Because $$\vec a = (1,1,1),$$ this becomes simply the sum of the components of $$\vec b$$:

$$$\vec a \cdot \vec b = b_x + b_y + b_z = 3. \tag{8}$$$

Using (6) and (7) to replace $$b_y$$ and $$b_z$$ in (8) we get

$$b_x + (b_x - 1) + (b_x - 1) = 3.$$

Simplifying the left side gives

$$3b_x - 2 = 3,$$

so

$$3b_x = 5$$

and therefore

$$$b_x = \frac{5}{3}. \tag{9}$$$

Using (6) we find

$$b_y = b_x - 1 = \frac{5}{3} - 1 = \frac{2}{3},$$

and from (7)

$$b_z = \frac{2}{3}.$$

Thus the explicit vector is

$$\vec b = \frac{5}{3}\,\hat i + \frac{2}{3}\,\hat j + \frac{2}{3}\,\hat k.$$

Finally we compute its magnitude.
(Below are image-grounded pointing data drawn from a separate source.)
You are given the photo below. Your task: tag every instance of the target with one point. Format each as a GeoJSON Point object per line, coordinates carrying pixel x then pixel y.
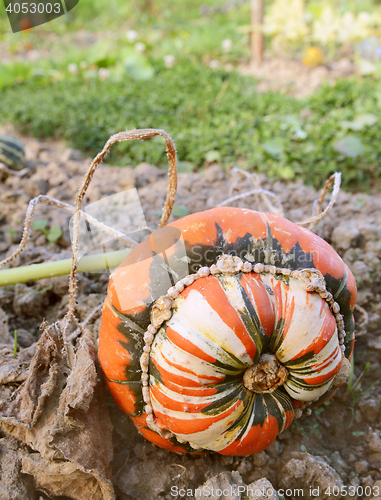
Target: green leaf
{"type": "Point", "coordinates": [40, 224]}
{"type": "Point", "coordinates": [274, 147]}
{"type": "Point", "coordinates": [180, 211]}
{"type": "Point", "coordinates": [350, 146]}
{"type": "Point", "coordinates": [54, 233]}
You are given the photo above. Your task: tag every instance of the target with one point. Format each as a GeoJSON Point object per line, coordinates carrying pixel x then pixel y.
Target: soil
{"type": "Point", "coordinates": [338, 444]}
{"type": "Point", "coordinates": [294, 78]}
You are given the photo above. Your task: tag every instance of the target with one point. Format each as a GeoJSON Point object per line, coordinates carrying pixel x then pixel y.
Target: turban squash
{"type": "Point", "coordinates": [221, 327]}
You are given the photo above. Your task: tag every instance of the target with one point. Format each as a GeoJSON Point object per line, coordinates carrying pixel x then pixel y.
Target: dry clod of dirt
{"type": "Point", "coordinates": [13, 485]}
{"type": "Point", "coordinates": [232, 487]}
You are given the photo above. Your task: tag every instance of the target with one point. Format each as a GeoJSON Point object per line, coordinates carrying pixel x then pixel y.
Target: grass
{"type": "Point", "coordinates": [210, 113]}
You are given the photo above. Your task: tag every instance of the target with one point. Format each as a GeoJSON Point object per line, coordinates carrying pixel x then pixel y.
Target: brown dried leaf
{"type": "Point", "coordinates": [64, 478]}
{"type": "Point", "coordinates": [60, 411]}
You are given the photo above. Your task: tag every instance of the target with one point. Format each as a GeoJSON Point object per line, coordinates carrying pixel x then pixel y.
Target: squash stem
{"type": "Point", "coordinates": [89, 263]}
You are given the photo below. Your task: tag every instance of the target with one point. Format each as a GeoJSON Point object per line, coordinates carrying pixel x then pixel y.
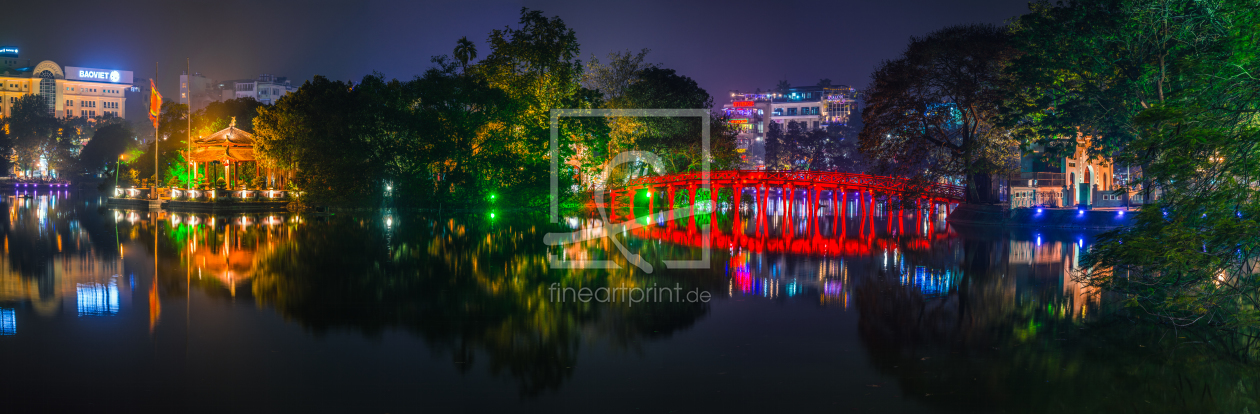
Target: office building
{"type": "Point", "coordinates": [69, 91]}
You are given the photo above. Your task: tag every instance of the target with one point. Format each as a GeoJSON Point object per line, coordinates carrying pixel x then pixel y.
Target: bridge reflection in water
{"type": "Point", "coordinates": [939, 310]}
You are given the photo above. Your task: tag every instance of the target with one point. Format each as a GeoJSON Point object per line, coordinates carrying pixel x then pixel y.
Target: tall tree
{"type": "Point", "coordinates": [933, 112]}
{"type": "Point", "coordinates": [105, 147]}
{"type": "Point", "coordinates": [1167, 86]}
{"type": "Point", "coordinates": [536, 64]}
{"type": "Point", "coordinates": [33, 132]}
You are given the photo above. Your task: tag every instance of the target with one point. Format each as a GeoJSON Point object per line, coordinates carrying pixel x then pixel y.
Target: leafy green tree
{"type": "Point", "coordinates": [465, 50]}
{"type": "Point", "coordinates": [933, 112]}
{"type": "Point", "coordinates": [105, 147]}
{"type": "Point", "coordinates": [33, 132]}
{"type": "Point", "coordinates": [536, 64]}
{"type": "Point", "coordinates": [1177, 98]}
{"type": "Point", "coordinates": [339, 137]}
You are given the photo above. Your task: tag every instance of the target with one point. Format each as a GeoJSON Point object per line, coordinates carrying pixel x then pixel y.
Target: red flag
{"type": "Point", "coordinates": [154, 103]}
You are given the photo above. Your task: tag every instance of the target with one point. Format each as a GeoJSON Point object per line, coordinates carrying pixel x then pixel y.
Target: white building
{"type": "Point", "coordinates": [69, 91]}
{"type": "Point", "coordinates": [817, 107]}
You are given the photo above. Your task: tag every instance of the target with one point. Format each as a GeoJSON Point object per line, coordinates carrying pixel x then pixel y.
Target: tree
{"type": "Point", "coordinates": [1167, 86]}
{"type": "Point", "coordinates": [33, 132]}
{"type": "Point", "coordinates": [465, 50]}
{"type": "Point", "coordinates": [339, 137]}
{"type": "Point", "coordinates": [614, 78]}
{"type": "Point", "coordinates": [536, 64]}
{"type": "Point", "coordinates": [933, 112]}
{"type": "Point", "coordinates": [465, 151]}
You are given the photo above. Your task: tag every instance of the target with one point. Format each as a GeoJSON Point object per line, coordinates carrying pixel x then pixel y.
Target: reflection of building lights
{"type": "Point", "coordinates": [97, 300]}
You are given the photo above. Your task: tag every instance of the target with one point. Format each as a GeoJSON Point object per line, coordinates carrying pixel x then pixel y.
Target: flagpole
{"type": "Point", "coordinates": [188, 89]}
{"type": "Point", "coordinates": [156, 137]}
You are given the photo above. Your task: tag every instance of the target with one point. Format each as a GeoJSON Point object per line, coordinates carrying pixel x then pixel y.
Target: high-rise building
{"type": "Point", "coordinates": [69, 91]}
{"type": "Point", "coordinates": [266, 89]}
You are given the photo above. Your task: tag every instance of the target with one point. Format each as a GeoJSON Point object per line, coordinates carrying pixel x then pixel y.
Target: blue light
{"type": "Point", "coordinates": [97, 300]}
{"type": "Point", "coordinates": [8, 322]}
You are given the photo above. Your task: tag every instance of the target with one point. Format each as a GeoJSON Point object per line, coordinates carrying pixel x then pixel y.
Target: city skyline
{"type": "Point", "coordinates": [722, 49]}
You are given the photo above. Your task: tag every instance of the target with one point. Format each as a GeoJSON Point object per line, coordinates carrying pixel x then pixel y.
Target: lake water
{"type": "Point", "coordinates": [387, 312]}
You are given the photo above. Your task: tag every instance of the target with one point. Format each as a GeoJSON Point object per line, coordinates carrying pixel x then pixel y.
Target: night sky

The formula for the magnitude of a vector $$\vec v = (v_x, v_y, v_z)$$ is

$$|\vec v| = \sqrt{v_x^2 + v_y^2 + v_z^2}.$$

Applying this to $$\vec b$$ we have

$$|\vec b| = \sqrt{\left(\frac{5}{3}\right)^2 + \left(\frac{2}{3}\right)^2 + \left(\frac{2}{3}\right)^2} = \sqrt{\frac{25}{9} + \frac{4}{9} + \frac{4}{9}} = \sqrt{\frac{33}{9}} = \sqrt{\frac{11}{3}}.$$

Hence, the correct answer is Option C.